Karachi, the country's economic hub, is on edge as the monsoon season approaches. The city faces crippling floods that, tragically, are becoming all too common. The forecast of heavier-than-usual rains starting this month underscores once again the city's ongoing struggle with inadequate drainage infrastructure.

Despite warnings from the Pakistan Meteorological Department (PMD) and previous experience of severe flooding, preparations to clear the city's clogged sewers appear to be far from complete. The Karachi Metropolitan Corporation (KMC), which is responsible for maintaining the sewerage system, had requested Rs 800 million for this important task. However, the provincial government has allocated only Rs 410 million, just days before the onset of the monsoon.

Zulfiqar Abro, senior director of municipal services, revealed that while the KMC had demanded Rs 800 million, only half of it had been provided. A contractor is to be given a work order by July 6 to start cleaning 541 drains across the city, just days before the predicted downpour.

Under the leadership of Karachi Mayor Murtaza Wahab, the KMC started cleaning work on May 15 using its own resources. From June 1, work began on major arterial drains including Kalri, Orangi, Mahmoodabad, City, Soldier Bazaar and Frere drains. Other drains identified by the local administrations are also being cleaned using KMC resources.

Despite these efforts, challenges persist.
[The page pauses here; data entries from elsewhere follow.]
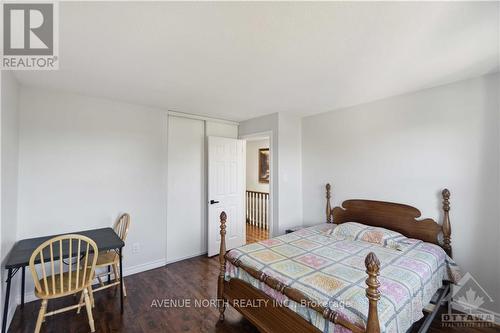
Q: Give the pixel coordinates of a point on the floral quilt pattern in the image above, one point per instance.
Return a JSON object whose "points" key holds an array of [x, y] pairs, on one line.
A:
{"points": [[330, 269]]}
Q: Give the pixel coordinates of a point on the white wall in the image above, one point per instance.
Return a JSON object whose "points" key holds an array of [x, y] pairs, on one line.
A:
{"points": [[9, 179], [252, 163], [290, 171], [407, 149], [85, 160], [286, 178], [186, 227]]}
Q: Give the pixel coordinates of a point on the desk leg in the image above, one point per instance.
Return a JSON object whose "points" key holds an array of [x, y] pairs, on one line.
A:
{"points": [[121, 282], [6, 306], [23, 274]]}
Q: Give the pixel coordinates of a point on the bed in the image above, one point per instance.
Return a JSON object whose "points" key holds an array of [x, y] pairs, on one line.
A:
{"points": [[314, 280]]}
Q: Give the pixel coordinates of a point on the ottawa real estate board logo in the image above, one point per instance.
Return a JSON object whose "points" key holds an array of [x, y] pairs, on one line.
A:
{"points": [[30, 35]]}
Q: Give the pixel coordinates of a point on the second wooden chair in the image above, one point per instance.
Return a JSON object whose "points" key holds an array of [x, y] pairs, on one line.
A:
{"points": [[110, 259]]}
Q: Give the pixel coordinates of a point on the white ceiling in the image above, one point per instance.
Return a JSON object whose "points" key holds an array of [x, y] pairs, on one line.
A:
{"points": [[236, 60]]}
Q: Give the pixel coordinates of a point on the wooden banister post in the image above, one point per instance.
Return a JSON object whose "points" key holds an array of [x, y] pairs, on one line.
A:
{"points": [[222, 262], [372, 268], [446, 222], [328, 205]]}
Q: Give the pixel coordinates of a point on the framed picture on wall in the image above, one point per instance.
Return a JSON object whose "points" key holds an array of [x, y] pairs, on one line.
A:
{"points": [[264, 165]]}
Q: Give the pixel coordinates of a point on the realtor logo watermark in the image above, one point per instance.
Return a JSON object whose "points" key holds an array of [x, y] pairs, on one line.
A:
{"points": [[469, 298], [30, 35]]}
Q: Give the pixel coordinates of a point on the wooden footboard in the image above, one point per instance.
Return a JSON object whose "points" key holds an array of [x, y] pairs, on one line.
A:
{"points": [[272, 318]]}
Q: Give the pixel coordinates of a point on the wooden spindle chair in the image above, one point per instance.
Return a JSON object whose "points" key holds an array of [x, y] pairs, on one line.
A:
{"points": [[77, 251], [110, 259]]}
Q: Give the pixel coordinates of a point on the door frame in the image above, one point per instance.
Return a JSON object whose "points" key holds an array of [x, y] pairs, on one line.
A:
{"points": [[272, 182]]}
Atif Ali Khan, chairman of North Nazimabad Town, lamented the inadequate provision of machinery provided by KMC. “Only one excavator and two dumpers are not enough for the monumental task.” He pointed to recurring problems such as reaccumulation of debris in cleaned drains and incomplete integration of stormwater disposal systems in areas such as Arafat Town, Kausar Niazi Colony, Batha Town and Noorani Mohalla.

Commenting on the situation, city planner Muhammad Toheed stressed the need for at least four annual cleaning campaigns and called for public participation and awareness. Toheed urged authorities to stop dumping garbage near drains, expand the existing network to avoid blockages, and separate sewer lines from storm drains, stressing the need for separate sewage systems. For decades, experts have criticized Karachi's poorly planned infrastructure, which is made worse by the accumulation of garbage. Sources said the delay in the cleaning job, originally scheduled for May, has left the KMC struggling with limited resources and the city vulnerable to possible floods.

On the other hand, Chief Meteorologist Sardar Sarfraz warned about the above-average rainfall this month as the monsoon season continues till September 30. Karachi's history of extreme rainfall, including record-breaking 230 mm in a single day on August 27, 2020, is just one more reason to raise alarm bells. Amid these challenges, Advocate Saifuddin, an opposition leader in the KMC, accused Mayor Wahab of neglecting drain cleaning and attributed possible flooding in the city to resource constraints. Although experts consider this an underestimate, a report by the KMC identifies 19 critical locations prone to severe flooding during monsoon, including Tower, PIDC, II Chundrigar Road, Shaheen Complex and Shahrah-e-Faisal. Other vulnerable areas include Nagan Chowrangi, Banaras Chowrangi, KDA Chowrangi, Yousuf Goth and Surjani Town.